LocalCluster fails to spawn requested number of workers (capped at 5 workers on Windows)
Description
When creating a LocalCluster with n_workers > 5, the cluster consistently only spawns exactly 5 workers, regardless of the requested number. This appears to be a hard limit on Windows systems.
Environment
- OS: Windows
-
Python version: (output from
python --version) - Dask version: 2025.10.0
- Distributed version: 2025.10.0
- Installation method: conda/miniforge
Minimal Reproducible Example
from dask.distributed import LocalCluster, Client
import time
if __name__ == '__main__':
print('=== TESTING DASK LOCAL CLUSTER WITHOUT PLUGINS ===')
for n_workers in [5, 7, 10, 20, 50]:
print(f'\n--- Testing {n_workers} workers ---')
cluster = LocalCluster(
n_workers=n_workers,
threads_per_worker=1,
processes=True,
memory_limit='500MB',
silence_logs=True
)
client = Client(cluster)
# Wait for workers to connect
time.sleep(5)
# Check how many workers registered
info = client.scheduler_info()
num_connected = len(info['workers'])
print(f'Requested: {n_workers}, Connected: {num_connected}')
client.close()
cluster.close()
time.sleep(2)
print('\n=== TEST COMPLETE ===')
Expected Behavior
The LocalCluster should spawn the number of workers specified by the n_workers parameter. For example:
n_workers=7 should create 7 workers n_workers=10 should create 10 workers n_workers=50 should create 50 workers
Actual Behavior
Regardless of the n_workers parameter, exactly 5 workers are created and connected: === TESTING DASK LOCAL CLUSTER WITHOUT PLUGINS ===
--- Testing 5 workers --- Requested: 5, Connected: 5
--- Testing 7 workers --- Requested: 7, Connected: 5
--- Testing 10 workers --- Requested: 10, Connected: 5
--- Testing 20 workers --- Requested: 20, Connected: 5
--- Testing 50 workers --- Requested: 50, Connected: 5
=== TEST COMPLETE ===
The number of workers returned by client.scheduler_info() was capped to 5 in #9045 to avoid sending too much information on large clusters.
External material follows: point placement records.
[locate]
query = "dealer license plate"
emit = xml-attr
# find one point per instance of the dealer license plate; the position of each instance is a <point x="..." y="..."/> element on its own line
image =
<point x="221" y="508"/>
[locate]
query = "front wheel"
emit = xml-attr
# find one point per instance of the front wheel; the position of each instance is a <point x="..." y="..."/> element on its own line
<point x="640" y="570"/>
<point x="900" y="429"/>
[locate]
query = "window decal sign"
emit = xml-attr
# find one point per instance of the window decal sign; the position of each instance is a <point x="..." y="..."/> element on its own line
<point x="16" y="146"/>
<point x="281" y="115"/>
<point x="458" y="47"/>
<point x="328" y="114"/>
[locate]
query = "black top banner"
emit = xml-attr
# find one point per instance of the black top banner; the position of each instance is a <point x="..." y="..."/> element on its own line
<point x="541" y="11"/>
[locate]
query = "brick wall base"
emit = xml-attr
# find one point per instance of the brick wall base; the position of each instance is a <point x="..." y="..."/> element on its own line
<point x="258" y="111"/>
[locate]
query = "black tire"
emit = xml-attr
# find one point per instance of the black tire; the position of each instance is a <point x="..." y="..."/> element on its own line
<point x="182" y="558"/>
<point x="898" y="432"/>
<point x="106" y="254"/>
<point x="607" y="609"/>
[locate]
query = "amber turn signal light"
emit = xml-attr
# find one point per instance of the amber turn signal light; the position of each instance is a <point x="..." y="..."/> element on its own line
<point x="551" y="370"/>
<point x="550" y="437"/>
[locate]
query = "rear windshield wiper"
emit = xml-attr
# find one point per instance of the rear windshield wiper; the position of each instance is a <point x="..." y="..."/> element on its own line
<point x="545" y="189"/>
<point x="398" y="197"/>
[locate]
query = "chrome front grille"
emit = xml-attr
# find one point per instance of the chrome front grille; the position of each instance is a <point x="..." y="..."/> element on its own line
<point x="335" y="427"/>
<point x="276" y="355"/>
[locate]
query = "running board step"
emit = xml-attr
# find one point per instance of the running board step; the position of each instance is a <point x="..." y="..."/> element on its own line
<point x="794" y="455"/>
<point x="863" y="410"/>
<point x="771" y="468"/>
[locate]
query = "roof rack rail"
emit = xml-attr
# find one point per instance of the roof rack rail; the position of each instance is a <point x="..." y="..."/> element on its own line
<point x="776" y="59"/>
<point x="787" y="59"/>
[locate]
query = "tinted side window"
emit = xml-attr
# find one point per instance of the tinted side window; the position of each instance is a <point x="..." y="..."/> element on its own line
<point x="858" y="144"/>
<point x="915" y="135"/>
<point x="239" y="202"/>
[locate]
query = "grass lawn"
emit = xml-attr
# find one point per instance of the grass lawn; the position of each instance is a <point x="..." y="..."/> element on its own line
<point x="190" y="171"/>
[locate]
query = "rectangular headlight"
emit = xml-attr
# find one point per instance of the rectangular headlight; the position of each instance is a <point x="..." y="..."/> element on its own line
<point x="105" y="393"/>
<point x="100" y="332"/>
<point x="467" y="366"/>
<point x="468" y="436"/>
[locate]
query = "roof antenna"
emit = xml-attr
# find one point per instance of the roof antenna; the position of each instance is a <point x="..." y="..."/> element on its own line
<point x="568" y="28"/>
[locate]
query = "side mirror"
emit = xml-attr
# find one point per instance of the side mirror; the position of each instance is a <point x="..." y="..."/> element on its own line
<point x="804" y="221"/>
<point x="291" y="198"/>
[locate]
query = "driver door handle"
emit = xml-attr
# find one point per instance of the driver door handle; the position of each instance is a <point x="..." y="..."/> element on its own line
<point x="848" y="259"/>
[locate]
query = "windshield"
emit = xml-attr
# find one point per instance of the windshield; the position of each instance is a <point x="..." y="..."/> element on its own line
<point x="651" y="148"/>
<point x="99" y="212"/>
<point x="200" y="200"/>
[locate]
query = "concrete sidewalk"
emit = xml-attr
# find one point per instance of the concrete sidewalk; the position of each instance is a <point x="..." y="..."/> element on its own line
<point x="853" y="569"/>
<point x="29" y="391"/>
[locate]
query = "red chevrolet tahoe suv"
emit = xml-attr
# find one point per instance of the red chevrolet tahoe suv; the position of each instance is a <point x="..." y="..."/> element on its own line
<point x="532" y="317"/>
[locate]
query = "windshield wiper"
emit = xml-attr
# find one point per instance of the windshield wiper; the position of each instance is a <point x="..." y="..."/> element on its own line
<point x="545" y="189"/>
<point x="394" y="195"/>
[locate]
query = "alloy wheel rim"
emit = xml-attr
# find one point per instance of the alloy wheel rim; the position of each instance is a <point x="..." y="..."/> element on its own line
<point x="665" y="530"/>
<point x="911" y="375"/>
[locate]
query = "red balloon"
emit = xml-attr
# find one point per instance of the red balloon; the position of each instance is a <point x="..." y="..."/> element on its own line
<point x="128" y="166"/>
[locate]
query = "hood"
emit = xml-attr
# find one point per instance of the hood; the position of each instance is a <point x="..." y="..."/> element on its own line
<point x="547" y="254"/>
You can explicitly set client.scheduler_info(n_workers=-1) to remove this limit.
If you do this in your script are you still seeing this problem?
Thanks. Why not set def scheduler_info(self, n_workers: int = -1, **kwargs: Any) , instead of def scheduler_info(self, n_workers: int = 5, **kwargs: Any) ? because capping 5 without explicit configuration, is really confusing.
See #9045 for the reasoning behind this decision.
We generally don't recommend that people use scheduler_info directly, it should probably be named _scheduler_info. You can use the n_workers property directly.
Where were you seeing the limit? Was it in Jupyter or somewhere else? Or was is due to using scheduler_info directly? It would help to know where you ran into this so we could potentially reconsider how we expose this information.